もしも人間が自由意志を奪われたら、ただの操り人形でしかなくなり、内部の神性を発揮することができなくなります。
霊的本性が進化ぜず、地上目的、地上生活の目的も果たせません。
あなたが地上に生を受けたのは地上が霊の保育所であり、学校であり、訓練所だからです。
様々な挑戦にあい、それを克服していく中で、自由意志を行使してこそ霊は進化できるのです。

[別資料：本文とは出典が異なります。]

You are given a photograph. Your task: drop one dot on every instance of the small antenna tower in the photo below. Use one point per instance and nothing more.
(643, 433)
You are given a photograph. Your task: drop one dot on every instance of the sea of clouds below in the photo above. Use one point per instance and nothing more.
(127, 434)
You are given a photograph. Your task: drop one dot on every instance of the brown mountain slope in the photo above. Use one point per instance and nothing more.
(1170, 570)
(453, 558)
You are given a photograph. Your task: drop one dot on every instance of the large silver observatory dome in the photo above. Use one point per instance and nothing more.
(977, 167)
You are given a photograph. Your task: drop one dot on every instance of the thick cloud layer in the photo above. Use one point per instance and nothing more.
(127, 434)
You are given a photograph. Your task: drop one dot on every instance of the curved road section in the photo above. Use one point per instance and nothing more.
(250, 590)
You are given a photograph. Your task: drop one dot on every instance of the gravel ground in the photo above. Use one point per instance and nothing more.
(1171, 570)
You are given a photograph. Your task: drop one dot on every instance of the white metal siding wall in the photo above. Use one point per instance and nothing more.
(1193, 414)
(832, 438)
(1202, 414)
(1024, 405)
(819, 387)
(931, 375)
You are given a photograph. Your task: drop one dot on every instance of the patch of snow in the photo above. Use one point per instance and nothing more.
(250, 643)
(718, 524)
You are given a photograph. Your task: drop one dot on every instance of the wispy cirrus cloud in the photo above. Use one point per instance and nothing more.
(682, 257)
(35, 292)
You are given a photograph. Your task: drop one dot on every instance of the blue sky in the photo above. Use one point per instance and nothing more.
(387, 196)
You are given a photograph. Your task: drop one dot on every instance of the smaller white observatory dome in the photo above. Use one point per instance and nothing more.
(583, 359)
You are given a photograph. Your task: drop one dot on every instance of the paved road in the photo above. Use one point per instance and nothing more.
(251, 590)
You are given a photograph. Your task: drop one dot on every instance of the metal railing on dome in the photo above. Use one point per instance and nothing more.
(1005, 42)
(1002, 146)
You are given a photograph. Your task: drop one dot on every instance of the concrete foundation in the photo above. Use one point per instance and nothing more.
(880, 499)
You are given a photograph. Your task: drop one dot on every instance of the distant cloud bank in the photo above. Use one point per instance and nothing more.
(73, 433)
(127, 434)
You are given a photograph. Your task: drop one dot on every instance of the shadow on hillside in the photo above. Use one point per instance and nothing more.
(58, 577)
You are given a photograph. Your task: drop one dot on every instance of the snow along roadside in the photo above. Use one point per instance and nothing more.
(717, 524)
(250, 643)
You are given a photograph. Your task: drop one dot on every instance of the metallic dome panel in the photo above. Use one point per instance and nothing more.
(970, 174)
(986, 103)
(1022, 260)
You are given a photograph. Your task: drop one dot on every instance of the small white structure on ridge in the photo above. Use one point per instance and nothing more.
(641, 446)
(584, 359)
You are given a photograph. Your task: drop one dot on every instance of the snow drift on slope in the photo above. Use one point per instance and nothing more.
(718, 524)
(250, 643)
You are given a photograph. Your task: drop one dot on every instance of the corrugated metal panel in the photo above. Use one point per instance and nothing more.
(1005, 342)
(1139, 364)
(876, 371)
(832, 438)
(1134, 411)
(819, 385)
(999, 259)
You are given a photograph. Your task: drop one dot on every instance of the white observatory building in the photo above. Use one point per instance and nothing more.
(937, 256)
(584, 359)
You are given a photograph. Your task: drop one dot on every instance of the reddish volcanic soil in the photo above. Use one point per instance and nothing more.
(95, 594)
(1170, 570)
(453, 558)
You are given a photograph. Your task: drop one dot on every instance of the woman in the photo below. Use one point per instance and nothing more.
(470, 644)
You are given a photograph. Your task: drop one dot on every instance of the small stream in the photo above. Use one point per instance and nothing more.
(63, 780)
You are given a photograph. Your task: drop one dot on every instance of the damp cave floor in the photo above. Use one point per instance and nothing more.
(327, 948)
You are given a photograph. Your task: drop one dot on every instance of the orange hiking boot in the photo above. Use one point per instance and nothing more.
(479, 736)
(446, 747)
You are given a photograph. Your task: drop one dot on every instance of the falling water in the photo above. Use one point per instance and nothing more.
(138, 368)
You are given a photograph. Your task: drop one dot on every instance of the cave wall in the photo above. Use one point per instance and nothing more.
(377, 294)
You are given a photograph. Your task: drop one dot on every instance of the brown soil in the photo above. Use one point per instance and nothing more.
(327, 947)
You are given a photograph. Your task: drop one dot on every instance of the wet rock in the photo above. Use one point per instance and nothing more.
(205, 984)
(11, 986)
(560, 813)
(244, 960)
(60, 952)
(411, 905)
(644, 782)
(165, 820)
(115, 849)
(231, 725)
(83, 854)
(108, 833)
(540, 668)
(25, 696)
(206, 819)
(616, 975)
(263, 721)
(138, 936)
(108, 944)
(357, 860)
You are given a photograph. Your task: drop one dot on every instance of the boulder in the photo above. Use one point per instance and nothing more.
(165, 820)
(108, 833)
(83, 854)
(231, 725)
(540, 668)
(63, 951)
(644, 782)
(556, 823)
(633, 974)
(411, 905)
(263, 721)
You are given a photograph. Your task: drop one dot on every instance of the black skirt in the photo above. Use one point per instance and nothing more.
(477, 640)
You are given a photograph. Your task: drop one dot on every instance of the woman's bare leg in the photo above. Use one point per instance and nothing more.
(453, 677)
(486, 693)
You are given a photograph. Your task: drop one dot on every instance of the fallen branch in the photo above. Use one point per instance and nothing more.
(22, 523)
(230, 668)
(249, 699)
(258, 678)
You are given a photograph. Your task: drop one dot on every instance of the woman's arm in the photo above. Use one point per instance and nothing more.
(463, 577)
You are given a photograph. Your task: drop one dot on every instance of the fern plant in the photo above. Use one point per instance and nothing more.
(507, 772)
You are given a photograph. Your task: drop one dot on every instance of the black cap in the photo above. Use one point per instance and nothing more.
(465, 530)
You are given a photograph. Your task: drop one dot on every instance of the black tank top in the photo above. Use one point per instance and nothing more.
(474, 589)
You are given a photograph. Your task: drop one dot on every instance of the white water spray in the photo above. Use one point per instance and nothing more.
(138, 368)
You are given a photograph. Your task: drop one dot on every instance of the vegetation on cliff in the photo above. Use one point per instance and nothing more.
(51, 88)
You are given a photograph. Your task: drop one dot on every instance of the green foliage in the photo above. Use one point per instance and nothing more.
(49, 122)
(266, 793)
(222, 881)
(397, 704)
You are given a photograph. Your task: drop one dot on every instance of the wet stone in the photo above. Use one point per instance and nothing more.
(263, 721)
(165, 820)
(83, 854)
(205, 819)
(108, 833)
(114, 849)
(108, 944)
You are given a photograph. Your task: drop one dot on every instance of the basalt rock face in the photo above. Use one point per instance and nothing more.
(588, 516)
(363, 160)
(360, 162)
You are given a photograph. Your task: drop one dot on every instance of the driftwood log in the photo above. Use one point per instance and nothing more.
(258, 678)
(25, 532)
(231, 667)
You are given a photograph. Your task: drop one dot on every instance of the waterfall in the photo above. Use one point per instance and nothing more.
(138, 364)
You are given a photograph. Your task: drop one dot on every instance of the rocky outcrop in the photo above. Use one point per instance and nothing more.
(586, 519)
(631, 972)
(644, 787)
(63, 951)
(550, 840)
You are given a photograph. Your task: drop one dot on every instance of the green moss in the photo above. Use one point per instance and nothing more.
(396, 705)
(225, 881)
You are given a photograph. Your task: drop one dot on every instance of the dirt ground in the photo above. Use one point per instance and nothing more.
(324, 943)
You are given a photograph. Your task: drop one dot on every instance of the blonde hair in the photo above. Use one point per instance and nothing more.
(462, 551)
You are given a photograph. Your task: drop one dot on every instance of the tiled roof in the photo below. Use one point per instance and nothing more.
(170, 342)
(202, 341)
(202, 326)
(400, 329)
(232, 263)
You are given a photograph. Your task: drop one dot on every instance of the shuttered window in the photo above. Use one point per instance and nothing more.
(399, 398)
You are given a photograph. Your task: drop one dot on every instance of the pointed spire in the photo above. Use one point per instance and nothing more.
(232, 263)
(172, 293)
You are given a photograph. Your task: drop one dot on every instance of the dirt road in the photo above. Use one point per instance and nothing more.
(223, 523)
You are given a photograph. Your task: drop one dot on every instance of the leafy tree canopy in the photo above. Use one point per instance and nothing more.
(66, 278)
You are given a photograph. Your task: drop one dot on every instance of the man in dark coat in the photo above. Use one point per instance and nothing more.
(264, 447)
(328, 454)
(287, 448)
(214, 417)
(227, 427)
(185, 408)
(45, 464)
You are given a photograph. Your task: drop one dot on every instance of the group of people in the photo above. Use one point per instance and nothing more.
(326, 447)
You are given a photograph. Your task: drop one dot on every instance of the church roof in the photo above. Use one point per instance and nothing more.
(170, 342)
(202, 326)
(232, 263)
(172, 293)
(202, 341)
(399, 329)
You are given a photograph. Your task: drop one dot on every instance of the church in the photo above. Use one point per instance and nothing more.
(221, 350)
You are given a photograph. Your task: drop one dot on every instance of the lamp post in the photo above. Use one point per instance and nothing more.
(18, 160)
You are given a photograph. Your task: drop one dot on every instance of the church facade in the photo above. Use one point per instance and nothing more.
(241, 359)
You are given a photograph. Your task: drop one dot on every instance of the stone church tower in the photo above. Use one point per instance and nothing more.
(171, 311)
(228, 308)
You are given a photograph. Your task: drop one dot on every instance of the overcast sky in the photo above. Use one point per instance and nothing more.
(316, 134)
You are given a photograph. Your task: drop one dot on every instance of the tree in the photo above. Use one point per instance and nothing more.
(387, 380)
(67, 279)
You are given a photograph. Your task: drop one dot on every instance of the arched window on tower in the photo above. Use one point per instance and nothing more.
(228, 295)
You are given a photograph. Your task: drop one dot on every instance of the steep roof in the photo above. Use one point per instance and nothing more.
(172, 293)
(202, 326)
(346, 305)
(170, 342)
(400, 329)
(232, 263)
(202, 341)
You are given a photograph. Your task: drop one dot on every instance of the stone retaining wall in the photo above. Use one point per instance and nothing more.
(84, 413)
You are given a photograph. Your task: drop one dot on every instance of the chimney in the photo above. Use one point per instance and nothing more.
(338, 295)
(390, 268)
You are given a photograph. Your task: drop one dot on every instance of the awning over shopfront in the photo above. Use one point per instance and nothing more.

霊的に見て間違っている事は決して許されるものではありません。
しかし、不完全な世界においては、ある程度の間違えた行き過ぎはやむを得ません。
そうした中にあって、皆さんが平和と友好の中で暮らすべき全生命の福祉を促進するために戦うべきなのです。
愛とは摂理を成就することなのです。

私が常々申し上げているのは、殺害の観念がつきまとう、食料品はなるべくなら摂取しない方が良いということです。
殺すと言う事は絶対にいけないことです。
ただし、その動機を考慮しなければならない場合があることを認めます。

霊的
向上を望むものはいかなる犠牲を払っても大自然の摂理と調和して生きる覚悟ができていなければなりません。
その摂理は霊的なのです。
霊が発揮すべき側面はいつの時代も同じです。
愛と慈悲と寛容と同情と協調です。
こうした原理に従って考えれば、食すべきものを食し、飲むべきものを飲み、正しい生き方に導かれます。
しかし、最終的に選択するのはあなた自身です。
そのために神は自由意志と言うものをお与えになっているのです。

それぞれの魂に地上生活中に真理を学び、自我を見いだすためのチャンスが用意されております。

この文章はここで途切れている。